Metabolism

Limiting Factors of Photosynthesis

Analyze how light intensity, CO₂ concentration, and temperature limit the rate of photosynthesis. Includes plateau graphs, compensation point, and greenhouse applications.

V
Vectora Team
STEM Education
7 min read
2025-10-07

What are Limiting Factors?

A limiting factor is the variable that, at a given moment, is restricting the rate of photosynthesis. Increasing a non-limiting factor has no effect — only the limiting factor matters.

Learning Goals:

  1. Identify the three main limiting factors.
  2. Interpret rate-vs-factor graphs with plateaus.
  3. Explain the compensation point.
  4. Apply knowledge to greenhouse optimization.

Three Main Factors

FactorEffect when increasedPlateau reason
Light intensityRate ↑ linearly then plateausAnother factor becomes limiting (CO₂ or enzymes saturated)
CO₂ concentrationRate ↑ then plateausRuBisCO saturated
TemperatureRate ↑ to optimum (~25-35°C) then dropsEnzymes denature above optimum

Graph Interpretation

Key pattern: When a graph plateaus, the factor being varied is no longer limiting — something else is.

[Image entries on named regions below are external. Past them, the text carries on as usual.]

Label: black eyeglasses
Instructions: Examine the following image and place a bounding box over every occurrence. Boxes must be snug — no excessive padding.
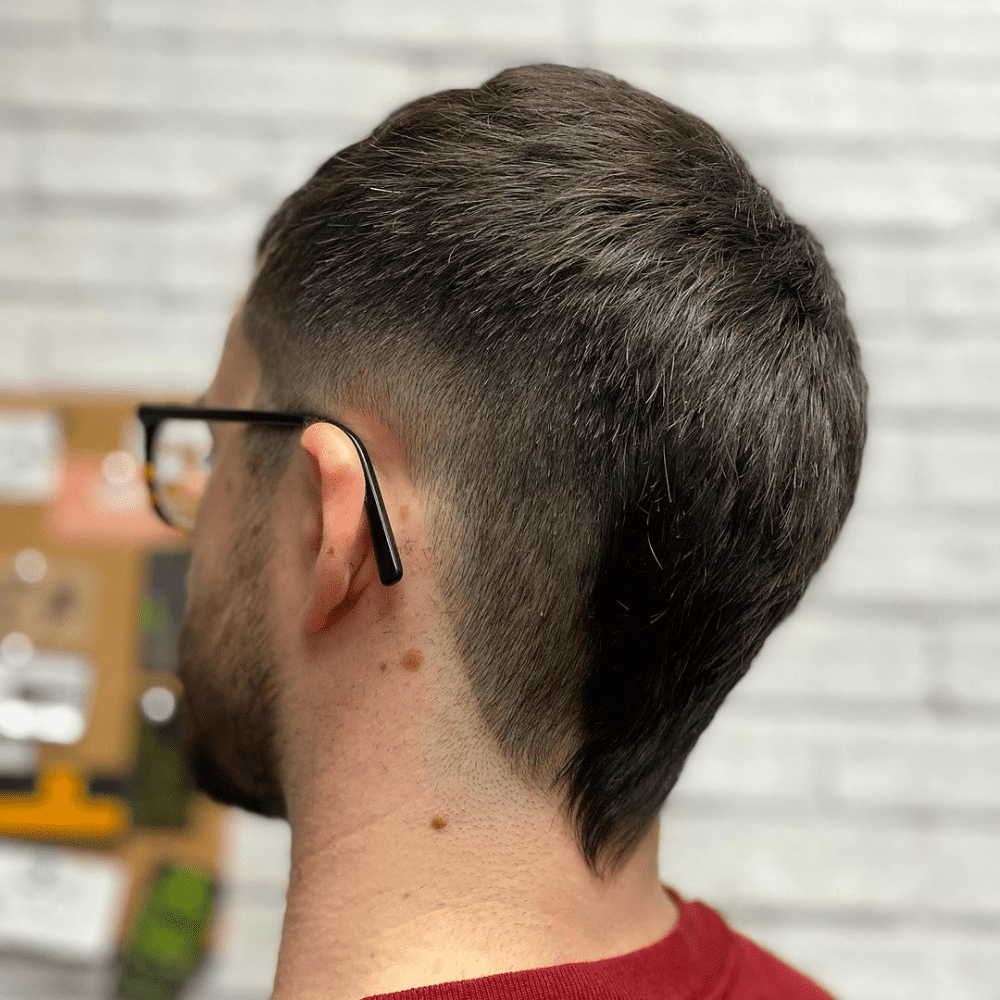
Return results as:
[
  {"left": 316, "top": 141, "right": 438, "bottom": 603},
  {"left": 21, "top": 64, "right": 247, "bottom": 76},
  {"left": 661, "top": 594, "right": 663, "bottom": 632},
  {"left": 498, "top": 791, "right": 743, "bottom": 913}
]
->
[{"left": 136, "top": 405, "right": 403, "bottom": 587}]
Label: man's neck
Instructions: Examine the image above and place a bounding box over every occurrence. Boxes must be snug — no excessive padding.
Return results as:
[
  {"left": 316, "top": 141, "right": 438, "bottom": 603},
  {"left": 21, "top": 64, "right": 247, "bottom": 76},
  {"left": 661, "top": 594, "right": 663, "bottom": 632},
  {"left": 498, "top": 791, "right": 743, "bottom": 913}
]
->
[{"left": 274, "top": 795, "right": 676, "bottom": 1000}]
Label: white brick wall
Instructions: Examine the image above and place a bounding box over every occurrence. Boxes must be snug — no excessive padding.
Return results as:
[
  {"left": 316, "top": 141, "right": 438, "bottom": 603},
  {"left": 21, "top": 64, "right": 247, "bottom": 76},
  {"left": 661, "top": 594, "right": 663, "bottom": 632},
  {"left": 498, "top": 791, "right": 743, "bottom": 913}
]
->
[{"left": 0, "top": 0, "right": 1000, "bottom": 1000}]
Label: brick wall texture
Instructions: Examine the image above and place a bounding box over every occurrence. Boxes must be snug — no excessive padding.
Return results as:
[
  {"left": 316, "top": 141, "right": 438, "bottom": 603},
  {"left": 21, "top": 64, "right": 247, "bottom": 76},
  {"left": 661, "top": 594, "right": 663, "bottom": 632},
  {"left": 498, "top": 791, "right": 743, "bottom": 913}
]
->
[{"left": 0, "top": 0, "right": 1000, "bottom": 1000}]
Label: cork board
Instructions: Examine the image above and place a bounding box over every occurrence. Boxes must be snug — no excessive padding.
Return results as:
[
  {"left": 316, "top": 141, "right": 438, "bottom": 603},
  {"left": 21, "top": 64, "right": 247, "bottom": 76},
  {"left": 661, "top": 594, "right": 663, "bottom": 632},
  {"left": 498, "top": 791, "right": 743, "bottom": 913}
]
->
[{"left": 0, "top": 396, "right": 226, "bottom": 960}]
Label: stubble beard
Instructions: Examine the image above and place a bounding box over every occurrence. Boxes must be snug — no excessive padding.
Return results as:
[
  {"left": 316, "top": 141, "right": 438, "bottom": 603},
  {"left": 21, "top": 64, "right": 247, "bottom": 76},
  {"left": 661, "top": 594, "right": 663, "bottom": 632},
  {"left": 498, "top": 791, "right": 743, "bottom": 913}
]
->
[{"left": 178, "top": 501, "right": 286, "bottom": 818}]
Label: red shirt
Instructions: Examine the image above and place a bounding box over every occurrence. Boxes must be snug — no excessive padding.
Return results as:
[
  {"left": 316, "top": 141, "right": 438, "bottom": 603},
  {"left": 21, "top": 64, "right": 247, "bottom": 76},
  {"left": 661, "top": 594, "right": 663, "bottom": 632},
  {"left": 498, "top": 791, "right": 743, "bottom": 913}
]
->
[{"left": 369, "top": 893, "right": 832, "bottom": 1000}]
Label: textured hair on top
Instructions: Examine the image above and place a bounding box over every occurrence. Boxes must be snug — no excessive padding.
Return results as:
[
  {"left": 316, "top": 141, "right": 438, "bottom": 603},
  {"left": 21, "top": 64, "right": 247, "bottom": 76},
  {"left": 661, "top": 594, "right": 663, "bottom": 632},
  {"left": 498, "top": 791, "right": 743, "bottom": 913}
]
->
[{"left": 244, "top": 66, "right": 867, "bottom": 873}]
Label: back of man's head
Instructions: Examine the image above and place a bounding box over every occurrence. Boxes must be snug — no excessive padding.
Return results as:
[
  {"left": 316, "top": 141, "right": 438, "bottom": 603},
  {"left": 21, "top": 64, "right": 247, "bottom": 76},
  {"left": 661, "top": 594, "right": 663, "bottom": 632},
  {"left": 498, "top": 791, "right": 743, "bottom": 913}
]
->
[{"left": 244, "top": 66, "right": 866, "bottom": 870}]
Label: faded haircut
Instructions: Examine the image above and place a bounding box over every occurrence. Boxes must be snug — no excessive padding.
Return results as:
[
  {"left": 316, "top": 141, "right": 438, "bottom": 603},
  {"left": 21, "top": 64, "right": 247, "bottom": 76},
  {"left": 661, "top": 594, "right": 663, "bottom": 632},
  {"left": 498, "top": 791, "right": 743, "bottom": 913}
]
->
[{"left": 244, "top": 66, "right": 867, "bottom": 874}]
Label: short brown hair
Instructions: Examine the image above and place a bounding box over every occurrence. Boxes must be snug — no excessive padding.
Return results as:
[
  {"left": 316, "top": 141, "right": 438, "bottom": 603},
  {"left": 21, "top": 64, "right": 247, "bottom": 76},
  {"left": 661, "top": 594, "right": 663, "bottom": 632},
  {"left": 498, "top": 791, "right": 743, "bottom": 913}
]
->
[{"left": 244, "top": 66, "right": 867, "bottom": 871}]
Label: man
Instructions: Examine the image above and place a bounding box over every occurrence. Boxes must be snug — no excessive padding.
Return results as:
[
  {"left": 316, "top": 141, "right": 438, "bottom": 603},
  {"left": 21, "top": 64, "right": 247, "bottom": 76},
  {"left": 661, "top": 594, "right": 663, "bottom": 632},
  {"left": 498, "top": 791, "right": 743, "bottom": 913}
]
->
[{"left": 141, "top": 66, "right": 866, "bottom": 1000}]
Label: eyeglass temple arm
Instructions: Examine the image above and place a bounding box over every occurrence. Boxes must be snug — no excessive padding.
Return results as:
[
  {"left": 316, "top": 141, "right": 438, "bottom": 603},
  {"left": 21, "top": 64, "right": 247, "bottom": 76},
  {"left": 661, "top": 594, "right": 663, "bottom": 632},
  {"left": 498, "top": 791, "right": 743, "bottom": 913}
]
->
[{"left": 340, "top": 421, "right": 403, "bottom": 587}]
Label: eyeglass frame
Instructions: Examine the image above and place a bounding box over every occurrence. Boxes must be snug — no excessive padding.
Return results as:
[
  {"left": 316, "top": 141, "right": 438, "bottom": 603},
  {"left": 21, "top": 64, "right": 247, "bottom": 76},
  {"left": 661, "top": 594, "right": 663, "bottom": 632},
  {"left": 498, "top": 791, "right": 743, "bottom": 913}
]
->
[{"left": 136, "top": 403, "right": 403, "bottom": 587}]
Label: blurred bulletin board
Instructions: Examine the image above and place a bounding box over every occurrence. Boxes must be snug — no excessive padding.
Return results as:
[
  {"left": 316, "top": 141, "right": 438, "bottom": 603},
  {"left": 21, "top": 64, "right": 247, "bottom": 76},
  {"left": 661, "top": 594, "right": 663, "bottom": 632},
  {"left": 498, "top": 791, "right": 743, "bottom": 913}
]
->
[{"left": 0, "top": 396, "right": 224, "bottom": 996}]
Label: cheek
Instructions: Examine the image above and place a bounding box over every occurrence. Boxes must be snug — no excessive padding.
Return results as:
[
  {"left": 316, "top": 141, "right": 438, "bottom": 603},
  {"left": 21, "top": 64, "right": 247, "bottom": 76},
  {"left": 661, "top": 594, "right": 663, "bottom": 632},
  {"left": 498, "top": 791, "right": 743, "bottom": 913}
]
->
[{"left": 188, "top": 460, "right": 236, "bottom": 600}]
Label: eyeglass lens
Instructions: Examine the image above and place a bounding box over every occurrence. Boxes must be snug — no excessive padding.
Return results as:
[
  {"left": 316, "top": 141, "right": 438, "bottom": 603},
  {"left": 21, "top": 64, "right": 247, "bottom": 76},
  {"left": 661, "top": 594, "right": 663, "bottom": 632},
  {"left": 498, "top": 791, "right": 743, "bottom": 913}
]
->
[{"left": 152, "top": 418, "right": 212, "bottom": 531}]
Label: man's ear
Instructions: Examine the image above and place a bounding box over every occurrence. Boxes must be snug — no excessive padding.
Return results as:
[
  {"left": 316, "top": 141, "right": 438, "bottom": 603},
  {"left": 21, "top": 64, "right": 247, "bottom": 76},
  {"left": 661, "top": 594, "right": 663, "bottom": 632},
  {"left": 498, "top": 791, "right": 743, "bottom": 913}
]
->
[{"left": 300, "top": 422, "right": 371, "bottom": 633}]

To prove which factor is limiting: increase it. If rate goes up → it was limiting. If rate stays the same → something else is limiting.


Compensation Point

The light intensity at which the rate of photosynthesis equals the rate of respiration. Below this point, the plant is a net consumer of O₂.


Greenhouse Applications

Commercial greenhouses optimize all three factors:

  • Supplementary lighting extends the photoperiod.
  • CO₂ enrichment (burning gas or adding compressed CO₂) increases carbon fixation.
  • Heating maintains optimal temperature.

Worked Example

Problem: A student measures O₂ production at 3 light intensities.

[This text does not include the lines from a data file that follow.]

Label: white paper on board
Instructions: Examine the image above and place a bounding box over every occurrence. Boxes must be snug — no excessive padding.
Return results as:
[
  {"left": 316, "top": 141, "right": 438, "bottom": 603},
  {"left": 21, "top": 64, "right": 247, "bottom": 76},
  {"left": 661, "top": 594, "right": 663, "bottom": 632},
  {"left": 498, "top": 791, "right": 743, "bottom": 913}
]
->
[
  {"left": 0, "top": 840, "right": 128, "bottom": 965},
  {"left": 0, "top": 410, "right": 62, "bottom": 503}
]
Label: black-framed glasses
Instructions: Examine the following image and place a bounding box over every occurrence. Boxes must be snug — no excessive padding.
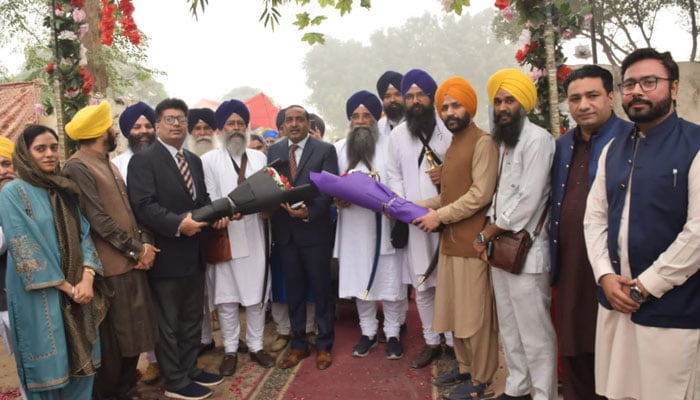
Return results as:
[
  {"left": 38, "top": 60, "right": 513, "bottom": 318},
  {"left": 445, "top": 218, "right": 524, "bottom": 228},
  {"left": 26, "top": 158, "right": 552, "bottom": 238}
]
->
[
  {"left": 163, "top": 115, "right": 187, "bottom": 125},
  {"left": 617, "top": 76, "right": 672, "bottom": 94}
]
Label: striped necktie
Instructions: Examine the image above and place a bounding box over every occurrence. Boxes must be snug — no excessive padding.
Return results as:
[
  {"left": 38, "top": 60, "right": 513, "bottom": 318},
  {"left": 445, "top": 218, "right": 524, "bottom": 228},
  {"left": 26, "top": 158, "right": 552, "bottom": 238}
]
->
[
  {"left": 175, "top": 150, "right": 195, "bottom": 200},
  {"left": 289, "top": 144, "right": 299, "bottom": 181}
]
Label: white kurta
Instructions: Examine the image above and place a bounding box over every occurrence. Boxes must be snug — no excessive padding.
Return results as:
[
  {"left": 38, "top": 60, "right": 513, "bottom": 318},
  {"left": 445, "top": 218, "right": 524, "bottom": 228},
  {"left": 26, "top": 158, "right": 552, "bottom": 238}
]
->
[
  {"left": 333, "top": 135, "right": 406, "bottom": 301},
  {"left": 202, "top": 148, "right": 270, "bottom": 308},
  {"left": 584, "top": 141, "right": 700, "bottom": 400},
  {"left": 385, "top": 115, "right": 452, "bottom": 291},
  {"left": 112, "top": 149, "right": 134, "bottom": 182}
]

Light (lux)O₂ (bubbles/min)
100010
200020
300020

At 2000 lux, the rate plateaus → light is no longer limiting. CO₂ or temperature is now the limiting factor.


Common Mistakes

  1. "Higher temperature always increases rate" — Only up to the optimum. Beyond that, enzymes denature and rate plummets.
  2. Confusing limiting with inhibiting — A limiting factor constrains the maximum rate; an inhibitor actively reduces it.
  3. Forgetting respiration continues during photosynthesis — Net O₂ release = photosynthesis rate − respiration rate.